Wednesday, July 27, 2022

Neighborhood Defenders Wrong Again

Neighborhood Defenders bring up aesthetics, the environment and property values as reasons to oppose things.  There are quite a few in my city (and likely yours, too). Sometimes, it seems like nothing must ever change or else we will incur their wrath.  I've been begging for bike lanes for 25 years, to no avail. Bike lanes must never take away on-street parking (mostly FREE PARKING) so they don't get built. Instead, we'll just keep making blood sacrifices of our children on the streets

Anyway, I digress. This is a blog post about electricity and pollution. But I have to digress a little bit longer first. 

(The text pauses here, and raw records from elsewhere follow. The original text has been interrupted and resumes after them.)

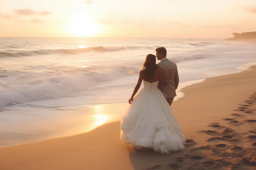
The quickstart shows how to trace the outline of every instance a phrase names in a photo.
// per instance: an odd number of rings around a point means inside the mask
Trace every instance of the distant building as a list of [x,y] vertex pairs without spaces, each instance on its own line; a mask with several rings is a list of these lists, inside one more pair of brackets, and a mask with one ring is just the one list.
[[256,31],[243,33],[242,33],[235,32],[232,34],[234,35],[234,38],[235,39],[256,39]]

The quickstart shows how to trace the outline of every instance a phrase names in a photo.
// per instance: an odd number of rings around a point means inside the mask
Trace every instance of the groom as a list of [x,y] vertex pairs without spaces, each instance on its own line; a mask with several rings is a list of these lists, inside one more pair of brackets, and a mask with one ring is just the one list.
[[157,48],[155,51],[157,60],[161,60],[157,64],[157,68],[162,71],[164,78],[166,80],[170,80],[169,83],[166,85],[163,85],[159,82],[158,88],[163,92],[171,106],[174,97],[176,96],[175,90],[179,84],[177,66],[176,63],[166,57],[166,51],[164,47]]

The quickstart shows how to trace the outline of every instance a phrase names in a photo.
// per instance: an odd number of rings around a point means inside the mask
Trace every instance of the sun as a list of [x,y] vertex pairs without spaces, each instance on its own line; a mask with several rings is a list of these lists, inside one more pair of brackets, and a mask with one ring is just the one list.
[[91,37],[95,35],[99,30],[99,25],[95,23],[92,17],[82,13],[74,13],[71,23],[68,26],[69,32],[74,36]]

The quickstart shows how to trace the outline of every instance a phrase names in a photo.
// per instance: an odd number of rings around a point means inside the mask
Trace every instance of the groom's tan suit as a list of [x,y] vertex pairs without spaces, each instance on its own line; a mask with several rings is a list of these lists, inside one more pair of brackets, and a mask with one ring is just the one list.
[[158,88],[162,91],[166,99],[173,98],[176,96],[175,90],[179,84],[179,75],[176,63],[166,58],[164,58],[157,64],[157,68],[162,71],[164,79],[170,80],[169,83],[166,85],[159,82]]

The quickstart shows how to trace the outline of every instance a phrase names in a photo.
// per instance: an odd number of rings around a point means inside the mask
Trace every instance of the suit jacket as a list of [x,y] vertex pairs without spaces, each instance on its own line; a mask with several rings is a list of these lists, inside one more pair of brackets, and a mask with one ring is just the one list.
[[166,58],[163,58],[157,64],[157,68],[160,70],[166,80],[170,80],[166,85],[158,84],[158,88],[164,93],[166,99],[174,97],[176,96],[175,90],[179,84],[179,75],[175,63]]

Since 2019, I have been a director on the boards of both League of Women Voters of the Beach Cities and of Los Angeles County. Due to my science background, I was assigned the Natural Resources Portfolio.

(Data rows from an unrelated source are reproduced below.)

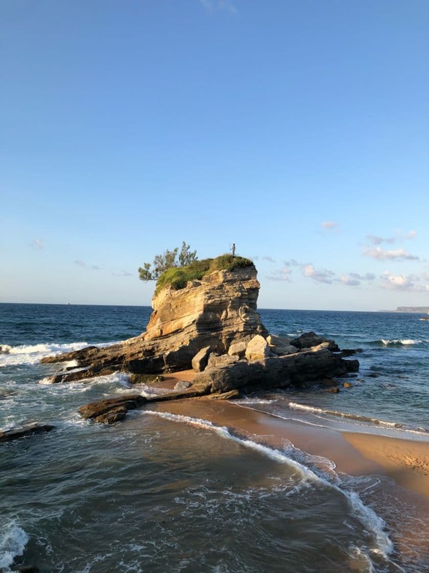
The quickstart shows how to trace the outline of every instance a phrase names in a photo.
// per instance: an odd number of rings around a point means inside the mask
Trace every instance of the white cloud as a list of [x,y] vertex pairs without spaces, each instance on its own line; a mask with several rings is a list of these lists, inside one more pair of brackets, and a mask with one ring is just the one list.
[[119,273],[112,273],[112,277],[132,277],[133,275],[133,273],[129,273],[126,270],[121,270]]
[[302,266],[302,274],[305,277],[309,277],[317,282],[324,282],[326,284],[332,284],[335,273],[327,269],[316,270],[311,264]]
[[333,221],[324,221],[321,223],[324,229],[335,229],[336,227],[338,226],[338,223],[336,223]]
[[419,257],[411,254],[404,249],[396,249],[396,250],[385,250],[381,247],[375,247],[373,249],[364,249],[364,254],[371,257],[377,261],[418,261]]
[[270,281],[284,281],[286,282],[290,282],[289,275],[292,272],[292,269],[288,266],[284,266],[278,270],[273,270],[267,276],[267,278],[269,278]]
[[41,239],[34,239],[30,246],[33,249],[40,250],[41,249],[43,249],[44,248],[43,242]]
[[415,288],[412,278],[404,274],[393,274],[387,270],[381,276],[380,286],[381,288],[391,291],[411,291]]
[[348,286],[359,286],[360,281],[359,278],[353,278],[351,275],[340,274],[338,277],[339,282]]
[[402,239],[414,239],[417,235],[416,231],[408,231],[403,233],[400,229],[396,231],[396,235],[393,237],[380,237],[378,235],[367,235],[367,239],[373,245],[381,245],[381,243],[392,244]]
[[231,14],[237,14],[238,12],[230,0],[200,0],[200,4],[210,12],[219,10],[226,10]]
[[85,267],[87,269],[92,269],[93,270],[100,270],[100,267],[98,265],[88,265],[80,258],[75,258],[73,262],[75,265],[77,265],[78,266]]

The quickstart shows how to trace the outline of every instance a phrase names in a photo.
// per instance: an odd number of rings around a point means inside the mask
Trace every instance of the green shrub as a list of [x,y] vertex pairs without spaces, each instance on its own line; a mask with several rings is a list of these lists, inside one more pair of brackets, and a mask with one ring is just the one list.
[[200,280],[206,274],[214,270],[234,270],[241,267],[250,266],[253,262],[249,258],[222,254],[216,258],[205,258],[194,261],[186,266],[176,266],[167,269],[156,282],[155,295],[168,285],[175,291],[184,288],[188,281]]

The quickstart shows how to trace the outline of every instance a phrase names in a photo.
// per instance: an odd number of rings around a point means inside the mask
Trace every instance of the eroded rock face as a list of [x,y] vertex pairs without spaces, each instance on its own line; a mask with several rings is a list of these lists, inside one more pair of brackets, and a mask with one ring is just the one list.
[[90,402],[79,408],[79,414],[86,419],[112,424],[123,420],[129,410],[134,410],[146,402],[140,394],[109,398]]
[[305,332],[302,334],[298,338],[294,338],[290,341],[290,344],[296,346],[297,348],[311,348],[322,343],[326,342],[326,348],[332,352],[337,352],[340,348],[338,347],[334,340],[329,340],[327,338],[318,336],[316,332]]
[[191,368],[192,358],[208,347],[219,354],[231,344],[268,333],[257,312],[259,284],[252,265],[217,270],[174,291],[168,287],[152,299],[154,312],[146,331],[112,346],[90,347],[42,362],[76,360],[80,368],[61,372],[56,383],[71,382],[122,370],[159,374]]
[[283,388],[342,376],[359,368],[357,360],[346,360],[325,348],[284,356],[206,369],[197,375],[193,387],[210,393],[233,390],[254,391]]
[[246,348],[246,358],[248,360],[262,360],[270,355],[270,346],[259,334],[250,340]]

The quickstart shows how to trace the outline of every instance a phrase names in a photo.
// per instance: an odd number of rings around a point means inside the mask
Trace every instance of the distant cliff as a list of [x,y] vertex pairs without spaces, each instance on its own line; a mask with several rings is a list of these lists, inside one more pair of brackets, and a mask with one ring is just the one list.
[[429,307],[398,307],[394,312],[423,312],[429,313]]

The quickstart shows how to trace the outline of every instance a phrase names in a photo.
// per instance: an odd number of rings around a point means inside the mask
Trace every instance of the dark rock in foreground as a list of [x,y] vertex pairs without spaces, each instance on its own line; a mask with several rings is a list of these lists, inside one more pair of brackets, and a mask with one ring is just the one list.
[[141,394],[131,394],[92,402],[81,406],[78,411],[85,419],[113,424],[123,420],[129,410],[135,410],[145,402],[146,398]]
[[208,368],[198,374],[194,387],[206,393],[269,390],[300,386],[309,382],[342,376],[359,370],[357,360],[343,360],[327,348],[317,352],[297,352],[219,368]]
[[42,432],[50,431],[53,430],[54,426],[50,424],[39,424],[34,422],[26,424],[21,427],[12,428],[6,431],[0,432],[0,442],[11,442],[14,439],[18,439],[25,436],[32,435],[33,434],[41,434]]

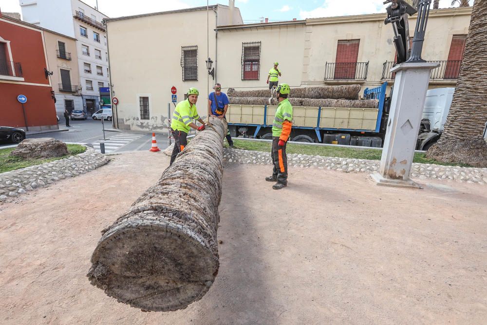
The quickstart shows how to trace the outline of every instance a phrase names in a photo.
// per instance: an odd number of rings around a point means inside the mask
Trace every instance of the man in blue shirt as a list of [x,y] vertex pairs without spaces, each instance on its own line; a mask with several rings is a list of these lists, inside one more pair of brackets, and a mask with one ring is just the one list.
[[[226,94],[222,92],[222,85],[215,84],[215,91],[208,96],[208,115],[218,118],[225,118],[226,110],[228,109],[228,97]],[[226,119],[225,118],[226,120]],[[230,148],[233,148],[233,141],[230,135],[230,130],[226,131],[226,141]]]

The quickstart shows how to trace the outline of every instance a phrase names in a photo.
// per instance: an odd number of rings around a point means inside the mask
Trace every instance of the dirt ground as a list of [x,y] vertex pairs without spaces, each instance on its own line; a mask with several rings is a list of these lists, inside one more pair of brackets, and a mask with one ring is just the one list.
[[487,191],[363,173],[225,167],[220,272],[187,308],[143,312],[92,286],[101,230],[158,179],[161,153],[108,165],[0,206],[2,324],[486,324]]

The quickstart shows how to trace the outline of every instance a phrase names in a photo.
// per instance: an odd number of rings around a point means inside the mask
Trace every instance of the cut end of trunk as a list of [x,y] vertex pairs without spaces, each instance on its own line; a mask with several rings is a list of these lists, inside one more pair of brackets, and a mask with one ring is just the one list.
[[99,243],[87,275],[109,296],[143,310],[168,311],[186,308],[211,286],[218,256],[189,228],[120,226],[123,231],[111,229]]

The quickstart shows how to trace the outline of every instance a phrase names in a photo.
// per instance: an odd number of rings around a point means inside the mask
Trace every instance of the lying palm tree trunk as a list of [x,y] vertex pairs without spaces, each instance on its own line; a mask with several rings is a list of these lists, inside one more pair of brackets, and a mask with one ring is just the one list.
[[119,302],[175,310],[213,284],[227,125],[211,122],[217,132],[198,133],[157,183],[102,232],[87,276]]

I've been passionate about water and the environment since I took Field Biology in high school. So I also joined the LWVC Water Committee. I was a little bit too outspoken at the Water Committee meetings because I ended up being assigned to write nearly half the Overview of California Water articles, including the one on the Water-Energy Nexus.

This led the LWVC chair of Natural Resources to ask me to serve as her deputy in the area of Energy/Electricity.  Thus, I found myself the Energy Subcommittee team leader. I promptly ordered and read a bunch of books about energy and clean energy in particular. It's a fascinating topic. I never imagined that I would know the names and boundaries of the regional balancing authorities of The Grid, or that I would have opinions on their governance.  But, I do now.  ;-)

Back to electricity. 

There's been a spate of articles lately about the fate of a handful of power plants along the California coast that use ocean water for cooling. OTC (Once Through Cooling) plants have to suck in large volumes of ocean or river water, which can suck in small sea/aquatic life. That is totally no bueno.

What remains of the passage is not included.